Giving the illusion of the passage of time from act to act, the lighting was particularly striking. Morning, afternoon, and evening made a convincing appearance and contributed to the climactic atmosphere of the final act.
Kevin Moriarty’s staging was visually pleasing and sensitive to the needs of the score. Comedic movement was just enough to provoke laughter. While a few over-the-top moments, such as the chair scene from Act I played to the audience in more a theatrical way than musical, nothing was cheap or of suspect taste. During the second act, the supertitles were missing. Although not a bother to those familiar with the opera (or the Italian language), the lack of a temptation to stare at the English text actually heightened the awareness of the gestural conveying the dense plot action.
Nicole Car’s Countess Almaviva was luxurious and suave. Her Porgi, amor was purely gorgeous. Paired with the sugary sweetness of Susanna (sung by Beate Ritter), the absolute dichotomy of position and class between servant and countess was made obvious. Figaro seemed summoned to existence through Mirco Palazzi’s energy and pith, which pushed Count Almaviva (sung by Joshua Hopkins) to a point of being detestable, slimy—and perfect.

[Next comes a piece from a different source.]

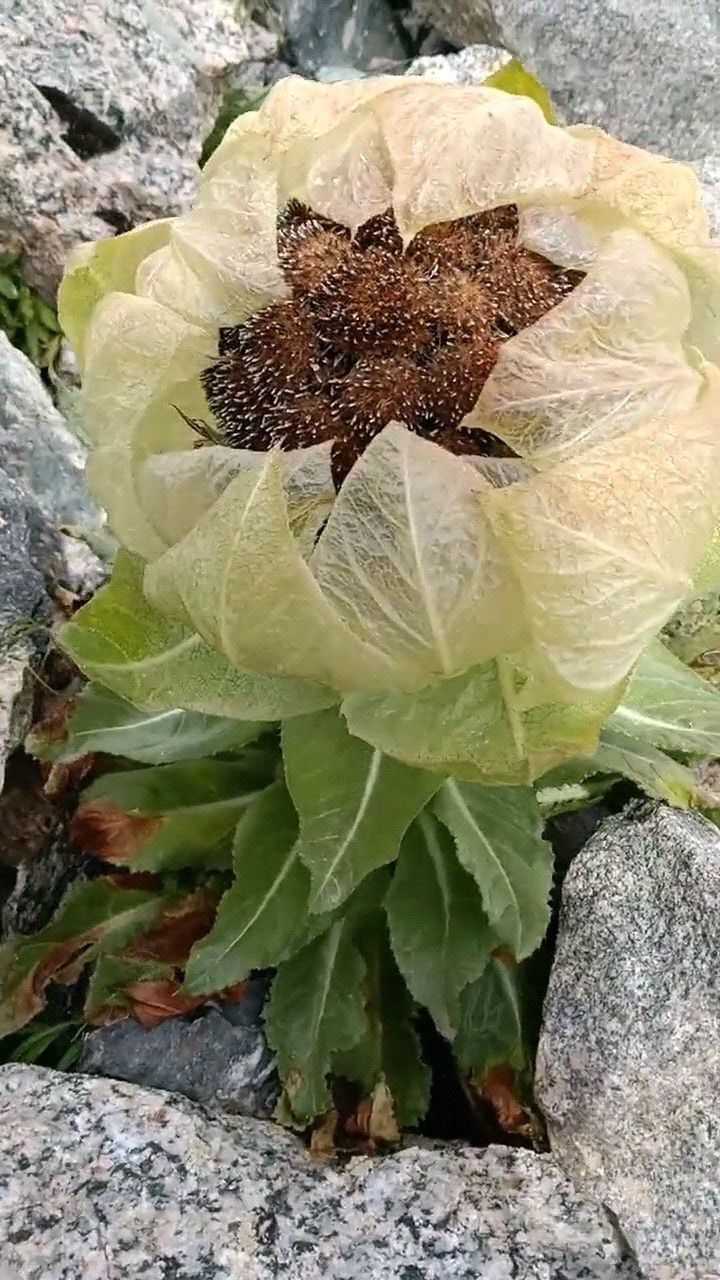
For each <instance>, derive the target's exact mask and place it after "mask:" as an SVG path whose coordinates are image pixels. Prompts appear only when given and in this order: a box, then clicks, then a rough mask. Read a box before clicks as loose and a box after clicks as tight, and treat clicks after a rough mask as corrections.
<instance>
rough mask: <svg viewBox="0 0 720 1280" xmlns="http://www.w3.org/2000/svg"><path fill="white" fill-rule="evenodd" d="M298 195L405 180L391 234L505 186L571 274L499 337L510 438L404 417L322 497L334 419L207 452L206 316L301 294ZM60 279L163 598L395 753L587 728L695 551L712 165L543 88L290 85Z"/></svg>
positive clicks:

Emily Fons’ portrayal of Cherubino was wrought with humor, credibly embodying the awkward, lanky, and boyish characteristics of the Count’s young page. Diana Montague as Marcellina, Doug Jones as Don Basilio, and Kevin Langan as Dr. Bartolo were similarly apt at bringing out the unique essence of their characters.
Only slightly confused were certain aspects of the garden scene. For all the hiding in plain sight comedy of the earlier part of the opera, the two huts covered with greenery were at times too concealing and disadvantageous to the plot.
It was some in ways a relief to hear and see this work performed so ideally. All the musical traps set by this opera’s popularity were successfully avoided. This performance was fresh and tilted forward such that one could not refuse hearing it yet again.